O Sindicato dos Servidores de Campinas defende a permanência dia e noite de um vigilante, principalmente em unidades de saúde. No último fim de semana o centro de saúde do Jardim Capivari foi invadido e 11 monitores de computador e uma CPU foram levados. Este era um dos cinco postos que foram informatizadas no ano passado. O diretor do Sindicato, Lorivan Valeriano de Souza, diz que os prédios estão frágeis diante da ação dos criminosos. O Sindicato faz levantamento para apurar os registros de furtos e roubos aos centros de saúde, somente as agressões contra trabalhadores foram 20 casos em 2012.

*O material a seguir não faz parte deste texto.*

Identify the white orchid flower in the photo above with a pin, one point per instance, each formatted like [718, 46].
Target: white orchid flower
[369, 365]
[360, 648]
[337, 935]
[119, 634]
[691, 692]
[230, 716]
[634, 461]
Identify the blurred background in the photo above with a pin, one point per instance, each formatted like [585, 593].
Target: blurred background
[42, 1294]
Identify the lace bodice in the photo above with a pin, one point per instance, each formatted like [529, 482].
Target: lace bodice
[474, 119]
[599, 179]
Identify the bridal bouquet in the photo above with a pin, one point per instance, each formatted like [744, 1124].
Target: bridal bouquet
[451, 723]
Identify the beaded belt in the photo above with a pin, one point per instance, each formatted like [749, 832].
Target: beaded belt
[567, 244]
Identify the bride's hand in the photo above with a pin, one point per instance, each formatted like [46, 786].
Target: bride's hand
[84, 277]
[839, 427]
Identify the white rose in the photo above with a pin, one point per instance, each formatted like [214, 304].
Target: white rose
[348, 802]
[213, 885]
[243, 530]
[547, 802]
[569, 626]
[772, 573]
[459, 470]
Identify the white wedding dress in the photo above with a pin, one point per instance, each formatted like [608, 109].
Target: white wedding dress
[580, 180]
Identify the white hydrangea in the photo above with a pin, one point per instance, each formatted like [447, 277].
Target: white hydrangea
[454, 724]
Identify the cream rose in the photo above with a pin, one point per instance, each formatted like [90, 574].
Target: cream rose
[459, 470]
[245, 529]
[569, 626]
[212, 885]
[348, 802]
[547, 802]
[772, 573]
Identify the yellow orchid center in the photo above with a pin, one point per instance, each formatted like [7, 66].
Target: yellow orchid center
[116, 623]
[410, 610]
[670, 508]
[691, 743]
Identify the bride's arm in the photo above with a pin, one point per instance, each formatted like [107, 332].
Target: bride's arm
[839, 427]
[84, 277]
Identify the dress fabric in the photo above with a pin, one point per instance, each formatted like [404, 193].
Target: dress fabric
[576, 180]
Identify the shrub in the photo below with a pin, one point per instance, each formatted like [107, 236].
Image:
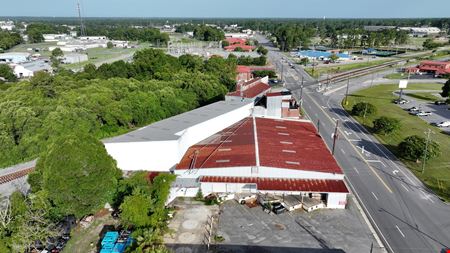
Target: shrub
[413, 148]
[363, 109]
[385, 125]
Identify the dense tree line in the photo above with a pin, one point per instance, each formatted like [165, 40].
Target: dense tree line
[151, 35]
[208, 33]
[9, 40]
[35, 31]
[106, 101]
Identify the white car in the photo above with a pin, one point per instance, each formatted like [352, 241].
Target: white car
[422, 113]
[444, 124]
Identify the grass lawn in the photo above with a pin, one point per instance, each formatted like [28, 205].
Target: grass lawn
[343, 68]
[424, 96]
[84, 240]
[437, 173]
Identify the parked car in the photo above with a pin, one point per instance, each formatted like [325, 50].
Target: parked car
[413, 109]
[440, 102]
[401, 101]
[422, 113]
[444, 124]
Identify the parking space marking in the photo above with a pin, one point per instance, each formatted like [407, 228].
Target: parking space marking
[375, 196]
[404, 187]
[400, 231]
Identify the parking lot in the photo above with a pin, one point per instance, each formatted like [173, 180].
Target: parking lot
[247, 229]
[439, 113]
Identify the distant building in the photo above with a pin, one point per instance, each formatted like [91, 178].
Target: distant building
[15, 57]
[28, 69]
[238, 43]
[421, 31]
[74, 58]
[434, 67]
[251, 90]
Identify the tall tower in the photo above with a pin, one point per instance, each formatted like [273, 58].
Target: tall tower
[82, 28]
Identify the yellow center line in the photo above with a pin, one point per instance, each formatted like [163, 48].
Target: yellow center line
[351, 144]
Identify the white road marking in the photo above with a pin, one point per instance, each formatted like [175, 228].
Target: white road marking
[404, 187]
[400, 231]
[375, 196]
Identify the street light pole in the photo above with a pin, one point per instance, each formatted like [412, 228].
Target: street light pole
[335, 136]
[346, 91]
[426, 150]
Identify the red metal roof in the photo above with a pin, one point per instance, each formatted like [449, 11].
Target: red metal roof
[281, 143]
[283, 184]
[252, 91]
[243, 69]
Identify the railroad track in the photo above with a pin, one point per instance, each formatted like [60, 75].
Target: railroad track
[358, 72]
[15, 175]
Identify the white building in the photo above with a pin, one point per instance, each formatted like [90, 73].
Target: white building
[28, 69]
[161, 145]
[15, 57]
[74, 58]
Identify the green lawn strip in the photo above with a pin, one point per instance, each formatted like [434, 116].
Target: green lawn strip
[425, 96]
[437, 173]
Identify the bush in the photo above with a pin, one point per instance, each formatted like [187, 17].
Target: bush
[413, 148]
[363, 109]
[385, 125]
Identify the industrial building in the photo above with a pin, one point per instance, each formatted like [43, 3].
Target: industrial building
[264, 156]
[320, 55]
[74, 58]
[437, 68]
[28, 69]
[160, 146]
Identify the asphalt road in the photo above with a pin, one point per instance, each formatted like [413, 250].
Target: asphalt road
[407, 216]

O prefeito Jonas Donizette afirmou em coletiva de imprensa que já entrou em contato com o delegado da seccional de Campinas, José Carneiro de Campos Rolim Neto, pedindo para que crimes como esse não fiquem impunes. E também pediu reforço no patrulhamento da Guarda Municipal. A prefeitura garante que os equipamentos furtados no Capivari foram repostos nesta terça-feira, porém, houve atraso nos dois dias do agendamento de consultas, renovações de receitas, vacinas e consultas de especialidades que precisam do sistema de informática. Mas que a previsão era para retomar os serviços nesta quarta-feira.